Il riferimento è a e-fuels e biocarburanti, che verranno rivalutati dalla Commissione europea nel 2026. Così, se si dimostreranno sistemi di alimentazione a zero emissioni, potranno fare il pieno ai motori termici e salvarli dal bando.
Ma compito del team sarà soprattutto definire le strategie per garantire una produzione sempre maggiore di energia rinnovabile, favorire l’installazione delle colonnine di ricarica, procurarsi le materie prime per le batterie, riqualificare i lavoratori e abbassare i costi di acquisto iniziali delle vetture, “che restano irraggiungibili oggi per la maggior parte degli europei”.
Parola d’ordine: lavoro
“Il settore automobilistico – aveva spiegato il commissario al Corsera e altri – fornisce 12,7 milioni di posti di lavoro diretti e indiretti in Europa, pari al 6,6% dell’occupazione totale dell’Ue”. La priorità è mantenere questi numeri.

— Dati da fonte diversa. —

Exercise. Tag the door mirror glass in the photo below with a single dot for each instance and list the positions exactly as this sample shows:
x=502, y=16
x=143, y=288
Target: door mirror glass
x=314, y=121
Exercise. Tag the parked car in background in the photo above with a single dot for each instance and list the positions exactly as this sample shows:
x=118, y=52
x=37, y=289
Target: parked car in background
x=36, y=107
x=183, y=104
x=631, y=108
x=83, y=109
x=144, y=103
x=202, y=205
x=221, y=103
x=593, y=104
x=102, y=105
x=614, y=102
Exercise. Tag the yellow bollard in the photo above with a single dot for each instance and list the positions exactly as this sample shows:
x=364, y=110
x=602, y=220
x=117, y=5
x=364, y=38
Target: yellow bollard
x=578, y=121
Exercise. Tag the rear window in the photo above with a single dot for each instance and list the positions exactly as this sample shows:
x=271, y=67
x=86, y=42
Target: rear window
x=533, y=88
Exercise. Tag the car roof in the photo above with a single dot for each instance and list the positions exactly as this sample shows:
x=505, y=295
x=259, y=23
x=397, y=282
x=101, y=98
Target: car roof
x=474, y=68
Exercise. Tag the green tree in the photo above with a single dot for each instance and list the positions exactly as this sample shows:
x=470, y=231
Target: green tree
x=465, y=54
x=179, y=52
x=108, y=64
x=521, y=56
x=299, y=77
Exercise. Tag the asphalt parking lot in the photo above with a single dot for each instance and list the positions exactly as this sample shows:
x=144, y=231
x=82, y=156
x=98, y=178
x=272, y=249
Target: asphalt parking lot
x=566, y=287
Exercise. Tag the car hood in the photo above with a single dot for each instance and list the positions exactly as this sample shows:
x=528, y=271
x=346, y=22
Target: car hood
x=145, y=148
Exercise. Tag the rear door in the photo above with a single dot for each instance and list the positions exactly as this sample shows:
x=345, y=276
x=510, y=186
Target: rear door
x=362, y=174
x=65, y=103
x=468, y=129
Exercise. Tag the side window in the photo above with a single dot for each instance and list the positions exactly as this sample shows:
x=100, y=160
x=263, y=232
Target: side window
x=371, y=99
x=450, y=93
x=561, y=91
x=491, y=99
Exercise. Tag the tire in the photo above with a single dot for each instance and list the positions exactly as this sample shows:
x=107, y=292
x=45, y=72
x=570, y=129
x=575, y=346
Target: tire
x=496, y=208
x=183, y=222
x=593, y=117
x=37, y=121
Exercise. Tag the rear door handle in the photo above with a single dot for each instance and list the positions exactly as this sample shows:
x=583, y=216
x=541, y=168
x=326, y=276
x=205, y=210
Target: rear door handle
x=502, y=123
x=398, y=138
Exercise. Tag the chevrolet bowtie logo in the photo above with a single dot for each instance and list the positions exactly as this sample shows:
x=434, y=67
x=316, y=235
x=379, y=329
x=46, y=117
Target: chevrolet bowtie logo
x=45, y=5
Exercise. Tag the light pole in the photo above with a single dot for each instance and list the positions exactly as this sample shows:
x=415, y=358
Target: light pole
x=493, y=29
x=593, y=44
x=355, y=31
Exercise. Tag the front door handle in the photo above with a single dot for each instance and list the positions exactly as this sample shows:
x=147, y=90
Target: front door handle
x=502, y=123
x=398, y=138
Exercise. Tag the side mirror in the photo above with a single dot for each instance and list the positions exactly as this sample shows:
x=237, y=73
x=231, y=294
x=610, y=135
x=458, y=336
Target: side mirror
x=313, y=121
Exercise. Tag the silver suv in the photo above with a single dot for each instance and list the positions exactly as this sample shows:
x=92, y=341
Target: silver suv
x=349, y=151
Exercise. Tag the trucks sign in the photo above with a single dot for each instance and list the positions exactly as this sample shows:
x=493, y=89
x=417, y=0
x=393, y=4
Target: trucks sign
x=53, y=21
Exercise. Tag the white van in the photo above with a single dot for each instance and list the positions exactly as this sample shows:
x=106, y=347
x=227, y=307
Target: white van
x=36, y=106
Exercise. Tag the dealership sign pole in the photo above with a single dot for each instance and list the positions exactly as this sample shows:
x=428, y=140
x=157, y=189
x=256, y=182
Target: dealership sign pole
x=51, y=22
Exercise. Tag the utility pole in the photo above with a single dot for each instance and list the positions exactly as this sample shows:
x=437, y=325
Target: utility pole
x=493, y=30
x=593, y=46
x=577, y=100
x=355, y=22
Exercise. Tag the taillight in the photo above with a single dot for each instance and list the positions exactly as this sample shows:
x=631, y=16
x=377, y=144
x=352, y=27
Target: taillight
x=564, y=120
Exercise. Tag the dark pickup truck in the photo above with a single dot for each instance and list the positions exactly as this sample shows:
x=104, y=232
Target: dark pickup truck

Il commissario paventa infatti la possibile “distruzione di centinaia di migliaia di posti di lavoro”. La sua previsione conta “circa 600.000” occupati in meno a livello europeo, anche se, a ben guardare, non considera tutte le nuove professionalità legate alla transizione. “Non mi sono mai preoccupato della capacità dei produttori di accelerare l’elettrificazione”, aveva spiegato. “Le mie preoccupazioni sono sempre state rivolte alle persone: consumatori e lavoratori”.
Il fondo automotive
Frasi che stonano con la linea della Commissione Ue, ma tant’è. In ogni caso, Breton pensa anche di dedicare un fondo alla conversione del settore automotive. L’obiettivo è una transizione “giusta”, soprattutto in aree come quella “intorno a Torino in Italia o altre in Germania, che sentiranno un forte impatto”.

Più made in Ue
Nel mirino del commissario erano finiti anche gli Stati Uniti, accusati di protezionismo dell’industria dell’auto elettrica. L’arma del delitto è l’Inflation Reduction Act, il pacchetto di riforme ambientali e sanitarie che prevede, fra le altre cose, incentivi per vetture a batteria vincolati al “made in Usa”.
Se gli effetti della legge “si stanno già facendo sentire, con diverse aziende che hanno iniziato a dirottare Oltreoceano parti significative della catena del valore europea”, Breton vuole rispondere con una normativa sulle materie prime critiche, che verrà presentata “nel primo trimestre del 2023” e promette “un’industria made in Europe”. La vera partita si gioca quindi sullo scacchiere geopolitico: è qui che occorre, come non mai, un salto di qualità della governance, per non rimanere schiacciati tra Usa e Cina.
Capitolo Euro 7
Prima di concludere, Breton aveva applaudito ai piani della Commissione Ue sull’Euro 7, perché, nonostante il bando dal 2035, “nel 2050 ci sarà ancora almeno il 20% di auto con motore a combustione sulle strade”. In più, “c’è il rischio che il target del 2035 debba slittare”. E, poi, “molti veicoli saranno usati dal resto del mondo ancora per molto tempo”. Ma molte Case non sono d’accordo.